I've use Scientist for every major refactor I've done--IMO it's one of the best examples of a library that does one thing extremely well and has a clean interface.
Feeding production data into two different paths to compare them is obviously valuable. Does anyone have any good reasons why this has to happen in online code and can't happen against database replicas in offline mode?
I always feel that it would be great to be able to do this with code that has side-effects (eg. anything that changes the database) but I've never seen a general purpose solution for this. The README mentions using a write replica, but how do you deal with data drifting in case of bad writes?
There’s goreplay[0]. But once you start using that you quickly find that many parts of your app use random data (such as uuids) or clock data (timestamps etc) getting these synced between prod and replay or ignored on replay is quite a hassle.
How to handle the case when you want to replace a function that makes changes to a database? Is this library aimed only towards functions which don't make changes to the system's state?
This kind of testing isn’t just good for refactors. You can also use it for rewrites or substantial architectural changes. I think github did something like this while trying to make the storage format more efficient.

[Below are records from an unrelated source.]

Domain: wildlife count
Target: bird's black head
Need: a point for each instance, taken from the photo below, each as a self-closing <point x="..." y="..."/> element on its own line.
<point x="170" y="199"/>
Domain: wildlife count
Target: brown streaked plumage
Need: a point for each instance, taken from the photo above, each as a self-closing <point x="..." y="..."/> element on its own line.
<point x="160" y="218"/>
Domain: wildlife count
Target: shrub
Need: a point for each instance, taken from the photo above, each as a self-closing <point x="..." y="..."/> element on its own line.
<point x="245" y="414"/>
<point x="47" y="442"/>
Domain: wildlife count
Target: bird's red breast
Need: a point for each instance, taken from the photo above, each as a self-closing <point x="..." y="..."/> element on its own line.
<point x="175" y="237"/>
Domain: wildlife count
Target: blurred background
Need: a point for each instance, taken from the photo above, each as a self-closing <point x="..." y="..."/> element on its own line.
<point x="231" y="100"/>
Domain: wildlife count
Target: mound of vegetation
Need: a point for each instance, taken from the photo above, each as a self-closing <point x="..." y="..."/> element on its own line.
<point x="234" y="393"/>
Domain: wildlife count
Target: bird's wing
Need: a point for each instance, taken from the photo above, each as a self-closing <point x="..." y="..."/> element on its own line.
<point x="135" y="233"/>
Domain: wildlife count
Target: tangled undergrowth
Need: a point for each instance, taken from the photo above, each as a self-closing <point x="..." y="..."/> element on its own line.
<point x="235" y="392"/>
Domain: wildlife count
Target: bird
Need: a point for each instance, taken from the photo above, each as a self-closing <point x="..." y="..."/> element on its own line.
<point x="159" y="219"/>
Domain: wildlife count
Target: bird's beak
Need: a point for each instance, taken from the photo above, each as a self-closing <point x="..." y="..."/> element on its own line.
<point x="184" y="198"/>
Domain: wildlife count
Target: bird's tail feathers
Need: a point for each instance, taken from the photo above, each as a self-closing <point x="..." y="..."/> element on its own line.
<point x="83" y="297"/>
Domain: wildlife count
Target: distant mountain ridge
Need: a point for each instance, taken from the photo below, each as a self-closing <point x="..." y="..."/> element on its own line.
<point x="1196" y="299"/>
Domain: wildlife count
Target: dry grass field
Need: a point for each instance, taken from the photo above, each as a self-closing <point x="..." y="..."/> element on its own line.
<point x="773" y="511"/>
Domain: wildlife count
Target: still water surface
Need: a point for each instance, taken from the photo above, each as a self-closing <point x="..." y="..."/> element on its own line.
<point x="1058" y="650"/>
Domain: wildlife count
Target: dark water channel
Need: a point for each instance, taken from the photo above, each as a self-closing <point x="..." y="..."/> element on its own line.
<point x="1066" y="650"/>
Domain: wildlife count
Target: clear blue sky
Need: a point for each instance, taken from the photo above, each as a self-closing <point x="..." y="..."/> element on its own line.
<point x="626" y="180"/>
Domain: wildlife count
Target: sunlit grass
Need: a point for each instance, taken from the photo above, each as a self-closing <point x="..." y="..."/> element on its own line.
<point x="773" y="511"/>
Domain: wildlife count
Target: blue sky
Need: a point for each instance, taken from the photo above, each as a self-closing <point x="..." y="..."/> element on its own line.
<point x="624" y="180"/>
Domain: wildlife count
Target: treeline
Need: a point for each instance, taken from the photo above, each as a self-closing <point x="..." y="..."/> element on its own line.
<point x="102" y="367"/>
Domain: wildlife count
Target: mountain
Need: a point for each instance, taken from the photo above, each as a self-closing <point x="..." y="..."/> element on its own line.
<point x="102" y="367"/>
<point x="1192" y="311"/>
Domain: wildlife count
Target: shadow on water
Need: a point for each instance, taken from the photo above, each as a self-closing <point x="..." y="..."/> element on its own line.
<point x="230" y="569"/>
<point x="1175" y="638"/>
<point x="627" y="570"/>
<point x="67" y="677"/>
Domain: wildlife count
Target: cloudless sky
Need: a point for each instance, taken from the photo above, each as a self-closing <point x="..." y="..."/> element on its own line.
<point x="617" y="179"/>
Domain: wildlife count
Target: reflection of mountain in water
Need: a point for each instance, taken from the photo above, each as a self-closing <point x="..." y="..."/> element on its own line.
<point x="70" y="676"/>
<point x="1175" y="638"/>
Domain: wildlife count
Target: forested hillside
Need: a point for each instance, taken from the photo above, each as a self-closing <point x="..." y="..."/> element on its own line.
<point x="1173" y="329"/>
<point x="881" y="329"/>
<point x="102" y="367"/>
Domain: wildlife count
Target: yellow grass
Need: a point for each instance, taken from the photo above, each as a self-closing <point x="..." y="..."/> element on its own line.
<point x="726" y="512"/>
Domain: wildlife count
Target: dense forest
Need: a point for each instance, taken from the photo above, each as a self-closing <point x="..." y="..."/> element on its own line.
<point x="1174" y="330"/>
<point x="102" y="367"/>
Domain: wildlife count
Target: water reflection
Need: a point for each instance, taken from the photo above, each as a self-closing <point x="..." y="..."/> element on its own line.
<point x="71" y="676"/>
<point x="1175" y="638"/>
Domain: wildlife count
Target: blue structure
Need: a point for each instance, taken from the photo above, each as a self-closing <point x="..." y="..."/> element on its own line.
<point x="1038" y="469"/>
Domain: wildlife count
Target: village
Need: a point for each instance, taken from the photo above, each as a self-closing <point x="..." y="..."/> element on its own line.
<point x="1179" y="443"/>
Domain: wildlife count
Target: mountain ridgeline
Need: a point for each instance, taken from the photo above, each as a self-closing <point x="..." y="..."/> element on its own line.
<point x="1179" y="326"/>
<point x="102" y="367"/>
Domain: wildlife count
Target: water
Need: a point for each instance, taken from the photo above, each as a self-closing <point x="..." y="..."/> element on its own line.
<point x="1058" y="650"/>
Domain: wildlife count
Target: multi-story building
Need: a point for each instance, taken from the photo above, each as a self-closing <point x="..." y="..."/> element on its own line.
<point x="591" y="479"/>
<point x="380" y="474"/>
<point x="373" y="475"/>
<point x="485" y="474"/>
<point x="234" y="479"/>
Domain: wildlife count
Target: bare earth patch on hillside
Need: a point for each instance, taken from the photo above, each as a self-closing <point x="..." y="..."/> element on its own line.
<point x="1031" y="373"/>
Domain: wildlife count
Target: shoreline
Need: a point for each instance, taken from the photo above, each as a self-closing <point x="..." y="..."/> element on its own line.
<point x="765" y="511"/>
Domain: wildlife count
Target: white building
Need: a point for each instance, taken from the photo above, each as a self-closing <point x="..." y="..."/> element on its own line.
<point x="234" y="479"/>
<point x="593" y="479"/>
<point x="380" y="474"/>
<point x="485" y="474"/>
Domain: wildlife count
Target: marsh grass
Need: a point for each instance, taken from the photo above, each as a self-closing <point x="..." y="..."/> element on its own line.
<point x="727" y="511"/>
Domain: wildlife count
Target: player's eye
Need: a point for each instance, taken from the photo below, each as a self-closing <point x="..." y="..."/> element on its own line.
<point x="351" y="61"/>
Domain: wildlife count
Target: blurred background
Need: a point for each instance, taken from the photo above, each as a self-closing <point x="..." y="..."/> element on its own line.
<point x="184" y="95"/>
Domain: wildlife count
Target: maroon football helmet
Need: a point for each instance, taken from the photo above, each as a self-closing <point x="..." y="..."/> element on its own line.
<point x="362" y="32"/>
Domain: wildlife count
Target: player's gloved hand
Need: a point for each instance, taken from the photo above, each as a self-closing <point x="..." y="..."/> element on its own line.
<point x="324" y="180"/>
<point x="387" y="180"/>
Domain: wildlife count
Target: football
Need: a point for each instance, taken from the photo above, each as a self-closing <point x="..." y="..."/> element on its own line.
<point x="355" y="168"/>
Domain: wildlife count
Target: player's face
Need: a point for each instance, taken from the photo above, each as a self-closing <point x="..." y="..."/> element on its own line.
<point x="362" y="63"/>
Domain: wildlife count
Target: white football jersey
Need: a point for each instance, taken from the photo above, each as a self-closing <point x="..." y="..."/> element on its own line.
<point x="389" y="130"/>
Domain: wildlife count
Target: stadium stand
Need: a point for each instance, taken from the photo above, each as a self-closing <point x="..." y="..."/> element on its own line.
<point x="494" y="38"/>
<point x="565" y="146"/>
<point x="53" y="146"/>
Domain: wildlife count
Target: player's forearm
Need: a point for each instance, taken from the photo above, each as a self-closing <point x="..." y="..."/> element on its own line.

By the time we extracted Scientist, the code we were refactoring had pretty good test coverage. But even the best test suite is an imperfect model of production. The first section of the README briefly mentions this:
"Let's pretend you're changing the way you handle permissions in a large web app. Tests can help guide your refactoring, but you really want to compare the current and refactored behaviors under load."
Even in a well-tested codebase some integration points are extremely hard to test, notably external services that you connect to. Rewriting these to use a different service or just a different way of connecting to a service would be an example where this ends up being useful.
Which is really valuable if you don’t have tests, or your test suite doesn’t give you much confidence, is too brittle to make the changes without breaking the tests, or maybe the code is structured so that it’s really hard to test all the paths that occur in production.